The blog of the adventures (or mis-adventures) of an active mountain woman.

I Only Go Up To Go Down

After years of living in athletic towns like Vail and Boulder, Colorado as well as Jackson, Wyoming, I have noticed two distinct camps of athletes which I have affectionately named “cardio freaks” and “adrenaline junkies”. In case you’re new to this blog, I belong in the later category.

“Cardio freaks” were often on the triathlon team in college. These heart-rate-monitor wearing, leg-shaving guys and gals get their high from breathing hard and harder. Drugs of choice include road bikes with impossibly skinny tires, any running race with a “K” on the end, and little itty-bitty skinny skate-skis. Often eschewing motorized travel in favor of their own two legs, this rare breed of mammal appears to actually enjoy discomfort and is loathe to long days on the couch.

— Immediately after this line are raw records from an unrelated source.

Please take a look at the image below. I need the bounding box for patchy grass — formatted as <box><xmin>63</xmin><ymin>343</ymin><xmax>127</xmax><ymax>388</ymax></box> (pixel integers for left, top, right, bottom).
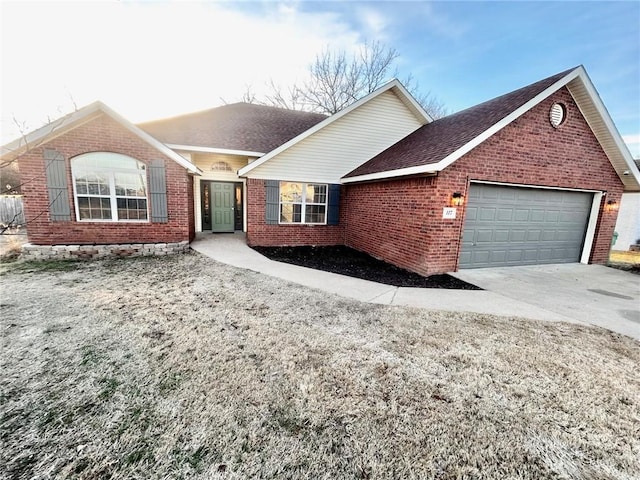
<box><xmin>0</xmin><ymin>259</ymin><xmax>86</xmax><ymax>276</ymax></box>
<box><xmin>0</xmin><ymin>254</ymin><xmax>640</xmax><ymax>480</ymax></box>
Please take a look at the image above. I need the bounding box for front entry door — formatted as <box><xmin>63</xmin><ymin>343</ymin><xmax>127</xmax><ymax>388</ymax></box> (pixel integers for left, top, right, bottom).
<box><xmin>211</xmin><ymin>182</ymin><xmax>235</xmax><ymax>232</ymax></box>
<box><xmin>201</xmin><ymin>181</ymin><xmax>235</xmax><ymax>232</ymax></box>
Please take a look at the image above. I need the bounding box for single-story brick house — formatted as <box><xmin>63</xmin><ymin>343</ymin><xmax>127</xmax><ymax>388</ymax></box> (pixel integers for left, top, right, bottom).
<box><xmin>2</xmin><ymin>67</ymin><xmax>640</xmax><ymax>275</ymax></box>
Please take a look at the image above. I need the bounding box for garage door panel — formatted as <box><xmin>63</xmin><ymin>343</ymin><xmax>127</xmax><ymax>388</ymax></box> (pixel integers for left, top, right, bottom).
<box><xmin>491</xmin><ymin>250</ymin><xmax>507</xmax><ymax>263</ymax></box>
<box><xmin>478</xmin><ymin>207</ymin><xmax>498</xmax><ymax>222</ymax></box>
<box><xmin>509</xmin><ymin>229</ymin><xmax>527</xmax><ymax>242</ymax></box>
<box><xmin>474</xmin><ymin>229</ymin><xmax>493</xmax><ymax>243</ymax></box>
<box><xmin>466</xmin><ymin>207</ymin><xmax>478</xmax><ymax>221</ymax></box>
<box><xmin>527</xmin><ymin>228</ymin><xmax>542</xmax><ymax>242</ymax></box>
<box><xmin>460</xmin><ymin>184</ymin><xmax>593</xmax><ymax>268</ymax></box>
<box><xmin>493</xmin><ymin>230</ymin><xmax>511</xmax><ymax>242</ymax></box>
<box><xmin>497</xmin><ymin>208</ymin><xmax>513</xmax><ymax>222</ymax></box>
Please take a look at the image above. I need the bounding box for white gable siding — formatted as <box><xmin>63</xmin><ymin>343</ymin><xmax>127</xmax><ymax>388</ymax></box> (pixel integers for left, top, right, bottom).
<box><xmin>247</xmin><ymin>90</ymin><xmax>422</xmax><ymax>183</ymax></box>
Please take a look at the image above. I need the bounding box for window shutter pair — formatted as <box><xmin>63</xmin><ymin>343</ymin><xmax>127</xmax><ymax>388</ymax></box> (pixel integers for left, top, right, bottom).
<box><xmin>264</xmin><ymin>180</ymin><xmax>340</xmax><ymax>225</ymax></box>
<box><xmin>44</xmin><ymin>149</ymin><xmax>169</xmax><ymax>223</ymax></box>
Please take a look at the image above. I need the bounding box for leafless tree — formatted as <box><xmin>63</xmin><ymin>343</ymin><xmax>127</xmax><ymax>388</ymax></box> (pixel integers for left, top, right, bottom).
<box><xmin>242</xmin><ymin>42</ymin><xmax>448</xmax><ymax>118</ymax></box>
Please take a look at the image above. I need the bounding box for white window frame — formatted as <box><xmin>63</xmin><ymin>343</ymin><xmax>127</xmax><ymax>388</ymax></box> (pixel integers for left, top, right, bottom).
<box><xmin>278</xmin><ymin>180</ymin><xmax>329</xmax><ymax>225</ymax></box>
<box><xmin>71</xmin><ymin>152</ymin><xmax>150</xmax><ymax>223</ymax></box>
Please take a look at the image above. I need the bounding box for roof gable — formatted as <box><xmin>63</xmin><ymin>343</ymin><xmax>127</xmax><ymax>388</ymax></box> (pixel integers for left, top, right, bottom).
<box><xmin>343</xmin><ymin>67</ymin><xmax>640</xmax><ymax>190</ymax></box>
<box><xmin>138</xmin><ymin>103</ymin><xmax>327</xmax><ymax>156</ymax></box>
<box><xmin>238</xmin><ymin>79</ymin><xmax>433</xmax><ymax>176</ymax></box>
<box><xmin>0</xmin><ymin>102</ymin><xmax>200</xmax><ymax>174</ymax></box>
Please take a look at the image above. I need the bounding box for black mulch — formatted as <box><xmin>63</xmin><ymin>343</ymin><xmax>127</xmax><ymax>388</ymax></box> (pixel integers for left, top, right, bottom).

“Adrenaline junkies” breathe hard for one reason- it gets us somewhere cool. We skin up the mountain ridge because we get to ski untracked snow on the way down. We peddle up the gigantic hill because the single track on the other side is oh-so-sweet. In truth, I have the most fun mountain biking when I’m on the edge of crashing. I know there is a science behind all of this, but I’ve experimented enough on myself to know that I respond very favorable to adrenaline. It’s either my chemistry or practice, but in an emergency situation such as swimming Class V whitewater (read: very, very big swirly water), I am calm. Sound is suppressed and I have the mental space to think through my current situation and respond accordingly. The trick is not getting addicted to my calm (or finding other ways to access it), like Dean Potter in this photo.

Dean Potter solo at Taft Point, Yosemite.

Dean Potter solo at Taft Point, Yosemite.

There are some athletes who take the adrenaline too far, most of which I have encountered in the climbing community. Often running from a divorce, death or other significant life event, these athletes become addicted to the singular focus that high-intensity athletic endeavors demand. When life is quite literally on the line (pun intended), there is no space in ones mind for the nasty breakup last month, unpaid bills or where dinner is going to come from. Body and mind have a singular purpose, and that is perpetuating life. As athletic skill increases, these situations must get more severe to have the same consequence, hence Mr. Potter slack-lining (tight-rope walking), leashless high above the Yosemite valley floor. As with everything in life, moderation would appear to be key once again.

Word of the Day: Flibbertigibbet –  a silly, flighty, or excessively talkative person. Use it in a sentence.